In early 1996, journalist David Lipsky accompanied 34-year-old David Foster Wallace on the last leg of his tour for his breakout novel, Infinite Jest for an ambitious Rolling Stone interview. The feature was never published, but in 2010, some 14 years after the road trip and two years after Wallace’s suicide, Lipsky released the transcript in Although Of Course You End Up Becoming Yourself: A Road Trip with David Foster Wallace. Among the many thoughtful, revealing conversations is this remarkably sharp insight by Wallace on the TV vs. the arts, the capacity for intellectual stimulation, and the challenge of creating the motivation for it in the first place:

You teach the reader that he’s way smarter than he thought he was. I think one of the insidious lessons about TV is the meta-lesson that you’re dumb. This is all you can do. This is easy, and you’re the sort of person who really just wants to sit in a chair and have it easy. When in fact there are parts of us, in a way, that are a lot more ambitious than that. And what we need… is seriously engaged art that can teach again that we’re smart. And that’s the stuff that TV and movies — although they’re great at certain things — cannot give us. But that have to create the motivations for us to want to do the extra work, to get those other kinds of art… Which is tricky, because you want to seduce the reader, but you don’t want to pander or manipulate them. I mean, a good book teaches the reader how to read it.”

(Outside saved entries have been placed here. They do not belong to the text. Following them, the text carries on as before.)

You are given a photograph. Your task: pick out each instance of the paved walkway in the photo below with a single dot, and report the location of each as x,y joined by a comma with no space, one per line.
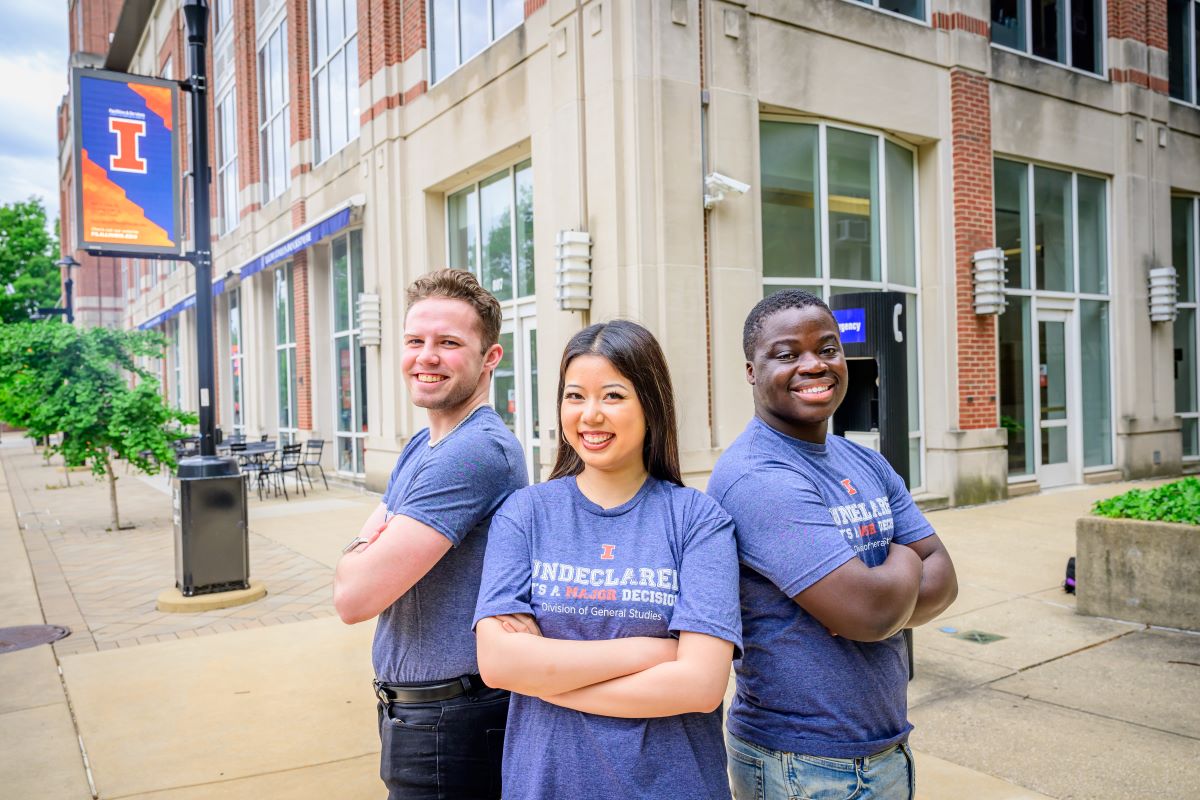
273,699
103,584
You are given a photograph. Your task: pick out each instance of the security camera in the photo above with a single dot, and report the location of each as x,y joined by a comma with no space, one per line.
717,185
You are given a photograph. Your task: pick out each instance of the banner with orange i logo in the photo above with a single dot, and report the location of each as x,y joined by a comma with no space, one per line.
126,155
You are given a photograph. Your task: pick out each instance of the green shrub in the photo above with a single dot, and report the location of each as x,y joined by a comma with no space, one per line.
1176,501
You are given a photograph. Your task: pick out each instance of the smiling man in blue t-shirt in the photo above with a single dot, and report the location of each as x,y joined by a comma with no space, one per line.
835,561
418,558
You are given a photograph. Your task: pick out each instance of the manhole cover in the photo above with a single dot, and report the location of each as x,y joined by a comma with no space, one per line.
979,637
30,636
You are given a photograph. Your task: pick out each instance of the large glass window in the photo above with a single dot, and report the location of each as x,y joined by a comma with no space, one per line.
839,215
273,108
490,232
1067,31
349,355
460,29
238,417
286,352
1053,227
335,73
1182,41
1187,265
915,8
227,161
177,362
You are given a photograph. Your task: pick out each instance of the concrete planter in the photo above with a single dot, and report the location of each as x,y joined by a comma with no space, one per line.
1139,571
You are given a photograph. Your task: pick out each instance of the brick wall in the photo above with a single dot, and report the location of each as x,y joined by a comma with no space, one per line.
245,56
1143,20
300,109
304,344
99,20
971,163
412,29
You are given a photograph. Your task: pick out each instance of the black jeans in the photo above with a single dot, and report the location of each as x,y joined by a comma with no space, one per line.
449,750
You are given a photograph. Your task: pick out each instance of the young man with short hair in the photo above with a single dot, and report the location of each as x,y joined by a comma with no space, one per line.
417,561
835,561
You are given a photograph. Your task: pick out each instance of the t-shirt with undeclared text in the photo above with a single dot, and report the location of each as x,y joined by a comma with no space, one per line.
802,510
664,561
454,487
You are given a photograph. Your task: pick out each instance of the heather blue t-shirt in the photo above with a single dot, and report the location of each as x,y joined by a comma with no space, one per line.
803,510
454,487
664,561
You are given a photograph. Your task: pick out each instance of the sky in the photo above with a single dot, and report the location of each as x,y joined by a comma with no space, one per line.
33,80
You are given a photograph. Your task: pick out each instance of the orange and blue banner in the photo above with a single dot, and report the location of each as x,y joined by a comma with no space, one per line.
126,155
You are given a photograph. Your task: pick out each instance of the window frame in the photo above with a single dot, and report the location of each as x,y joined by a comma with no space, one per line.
459,60
237,360
1051,299
519,312
825,283
354,335
287,434
353,124
1102,70
275,24
1194,306
226,109
875,6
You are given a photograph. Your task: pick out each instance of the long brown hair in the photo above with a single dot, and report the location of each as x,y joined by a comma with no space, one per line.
635,353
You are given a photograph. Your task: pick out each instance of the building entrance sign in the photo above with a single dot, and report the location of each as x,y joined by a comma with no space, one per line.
126,144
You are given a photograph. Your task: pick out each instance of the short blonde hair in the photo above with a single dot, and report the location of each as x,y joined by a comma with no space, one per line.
460,284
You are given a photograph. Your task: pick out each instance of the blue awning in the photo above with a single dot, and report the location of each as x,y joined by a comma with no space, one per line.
179,307
298,241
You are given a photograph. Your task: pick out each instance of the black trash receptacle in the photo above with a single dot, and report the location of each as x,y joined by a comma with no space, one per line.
211,537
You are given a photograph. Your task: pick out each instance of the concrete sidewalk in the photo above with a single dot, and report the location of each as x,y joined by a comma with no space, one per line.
273,699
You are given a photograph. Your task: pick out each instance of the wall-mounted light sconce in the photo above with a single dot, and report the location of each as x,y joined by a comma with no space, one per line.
573,270
370,320
1163,292
989,281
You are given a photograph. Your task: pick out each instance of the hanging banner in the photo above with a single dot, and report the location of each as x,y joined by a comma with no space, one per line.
126,156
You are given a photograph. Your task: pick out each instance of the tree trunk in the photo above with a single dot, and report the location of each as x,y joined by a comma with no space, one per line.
112,493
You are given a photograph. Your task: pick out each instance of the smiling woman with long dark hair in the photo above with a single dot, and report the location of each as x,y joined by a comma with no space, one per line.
609,603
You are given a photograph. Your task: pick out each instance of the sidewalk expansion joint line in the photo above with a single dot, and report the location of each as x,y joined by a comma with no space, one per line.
1075,651
239,777
28,708
1096,714
39,588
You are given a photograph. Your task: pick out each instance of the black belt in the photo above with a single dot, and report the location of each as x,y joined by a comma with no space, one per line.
429,692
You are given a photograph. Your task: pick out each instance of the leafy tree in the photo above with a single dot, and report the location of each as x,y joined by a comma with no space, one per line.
27,260
58,379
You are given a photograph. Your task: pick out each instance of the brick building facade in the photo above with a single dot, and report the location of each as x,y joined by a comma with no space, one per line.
359,143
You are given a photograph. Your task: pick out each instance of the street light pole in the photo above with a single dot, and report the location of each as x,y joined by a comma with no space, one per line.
196,17
209,492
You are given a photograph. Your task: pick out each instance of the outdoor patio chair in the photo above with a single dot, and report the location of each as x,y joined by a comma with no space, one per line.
312,452
259,470
288,462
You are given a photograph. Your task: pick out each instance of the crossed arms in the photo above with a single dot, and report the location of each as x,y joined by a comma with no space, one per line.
633,677
913,585
373,576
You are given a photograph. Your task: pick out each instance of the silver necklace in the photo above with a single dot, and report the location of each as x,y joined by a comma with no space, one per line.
457,425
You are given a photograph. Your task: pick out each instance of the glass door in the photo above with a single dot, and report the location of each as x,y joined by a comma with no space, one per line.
1057,461
515,383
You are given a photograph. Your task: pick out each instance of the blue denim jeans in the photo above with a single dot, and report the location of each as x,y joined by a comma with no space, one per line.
449,750
761,774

Clay Shirky, of course, has written a great deal about the enormous intellectual and creative resources that are being opened up as we shift away from TV in Cognitive Surplus. But Wallace’s point about motivations resonates particularly deeply with me as I consider my role — and Brain Pickings’ highest aspiration — to motivate people to be interested in things they didn’t know they were interested in until they are.